Roll on 5 years and this is where I'm at.  We have a good bedtime routine, bath/shower, PJ's, teeth brushing, story & bed. This is for both.  The 10yo does everything at the same time as the 5yo, albeit about a 10 minute rollover.  The 5yo is usually settling down for sleep by 8pm.  I personally feel it's late for a 5 yo but I just can't get it any earlier.  The 10yo is usually in bed for 8.30 at the latest.  Here is where his issue is.

None of my friends go to bed this early.

He clearly feels hard done by. Apparently none of his friends have to go to bed at this time. It's practically the afternoon.  Summer evenings when the bedrooms are bathed in sunlight isn't helping. Hearing the neighbours (younger children) still playing in their garden doesn't help. 

If he's playing his xBox with his friends, he often has to be the first to leave the game. I don't care. He needs his sleep.  

I am not saying no for the sake of it or "just because I said so".  We leave the house at 7am. The kids are deposited at their grandparents and MrM and I head off to commute into work. I firmly believe 10 hours helps with his concentration, (his ADHD puts him at a disadvantage in the concentration stakes), helps with keeping him healthy, his body growing strong.

 The 5yo is all about the "fairness" of it all.  Being a highly competitive madam, she can't see why she must go to bed earlier than her big brother.  They are equal. If anything she feels superior to him a fair amount of the time I'm sure.  I remember being the little sister and wanting to do the same things at the same time as my big brother.  Bed-time and pocket money were big issues in our house when I was small.

It looks like history is repeating it self.

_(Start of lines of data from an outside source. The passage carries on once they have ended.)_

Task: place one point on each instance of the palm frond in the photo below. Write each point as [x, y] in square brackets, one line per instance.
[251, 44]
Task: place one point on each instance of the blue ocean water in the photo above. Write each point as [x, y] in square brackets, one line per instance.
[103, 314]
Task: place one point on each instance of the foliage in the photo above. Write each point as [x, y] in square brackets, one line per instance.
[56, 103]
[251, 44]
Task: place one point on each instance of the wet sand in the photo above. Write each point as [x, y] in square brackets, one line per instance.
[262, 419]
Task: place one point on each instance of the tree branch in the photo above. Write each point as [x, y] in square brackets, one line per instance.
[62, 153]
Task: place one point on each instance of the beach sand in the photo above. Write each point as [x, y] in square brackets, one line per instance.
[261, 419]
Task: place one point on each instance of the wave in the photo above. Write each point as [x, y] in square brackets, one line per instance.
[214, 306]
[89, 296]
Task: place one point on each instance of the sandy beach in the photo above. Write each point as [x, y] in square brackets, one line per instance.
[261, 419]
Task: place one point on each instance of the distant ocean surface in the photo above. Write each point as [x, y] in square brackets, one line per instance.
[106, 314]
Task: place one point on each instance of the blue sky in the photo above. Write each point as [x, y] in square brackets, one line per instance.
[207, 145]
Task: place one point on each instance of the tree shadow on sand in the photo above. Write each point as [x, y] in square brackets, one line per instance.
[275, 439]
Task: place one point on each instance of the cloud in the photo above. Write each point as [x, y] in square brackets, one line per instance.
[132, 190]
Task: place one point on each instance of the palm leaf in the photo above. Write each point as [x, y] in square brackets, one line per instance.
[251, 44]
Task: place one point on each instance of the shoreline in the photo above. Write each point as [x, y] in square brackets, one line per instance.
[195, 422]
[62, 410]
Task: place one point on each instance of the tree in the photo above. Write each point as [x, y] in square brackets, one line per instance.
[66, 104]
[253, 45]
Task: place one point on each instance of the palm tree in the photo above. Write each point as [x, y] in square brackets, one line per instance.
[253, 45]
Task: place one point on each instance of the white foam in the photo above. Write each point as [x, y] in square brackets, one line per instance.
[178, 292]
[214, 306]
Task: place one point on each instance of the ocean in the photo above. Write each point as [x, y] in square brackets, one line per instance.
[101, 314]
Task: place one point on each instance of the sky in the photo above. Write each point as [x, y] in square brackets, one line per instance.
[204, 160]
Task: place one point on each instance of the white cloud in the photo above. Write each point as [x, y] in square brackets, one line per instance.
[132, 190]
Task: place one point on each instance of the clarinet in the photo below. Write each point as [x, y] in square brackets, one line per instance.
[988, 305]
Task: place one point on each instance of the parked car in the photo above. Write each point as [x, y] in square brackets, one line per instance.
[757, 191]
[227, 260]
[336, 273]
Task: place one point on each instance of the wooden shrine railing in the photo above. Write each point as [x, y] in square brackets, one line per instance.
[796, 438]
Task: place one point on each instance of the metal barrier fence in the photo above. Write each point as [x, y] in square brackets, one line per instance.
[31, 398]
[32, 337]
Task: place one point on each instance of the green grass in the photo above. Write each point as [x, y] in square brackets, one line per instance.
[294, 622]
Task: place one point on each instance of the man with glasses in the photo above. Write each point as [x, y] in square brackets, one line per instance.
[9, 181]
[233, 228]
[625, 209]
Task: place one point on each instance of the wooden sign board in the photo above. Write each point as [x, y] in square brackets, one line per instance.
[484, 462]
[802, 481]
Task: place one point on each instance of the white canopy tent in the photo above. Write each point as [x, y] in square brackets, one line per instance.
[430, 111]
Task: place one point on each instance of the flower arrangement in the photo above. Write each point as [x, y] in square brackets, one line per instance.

What time do your kids go to bed? Is 8.30 early or late for a 10 year old?  I'd love to hear your thoughts on this.

Friday, 26 June 2015

Flush The Bloody Toilet!

The 10 year old has been toilet trained for the past seven years, give or take a few months.

For some obscure reason he finds it impossible to remember to flush the toilet.  Or to lift the seat and wash his hands.  It drives me nuts!

I know it's not for effort on my part.  I spend a good part of my day re-directing him back to the bathroom to wipe the seat, flush the toilet and wash his hands. I'm like the toilet police.
Surely it should be like second nature by now? You do something enough you don't even think of doing it, it just happens. Muscle memory. I've driven home from the in-laws or sometimes and have no recollection of the actual journey. I could do it blindfolded. 

So why, oh why, can't he flush the bloody toilet!?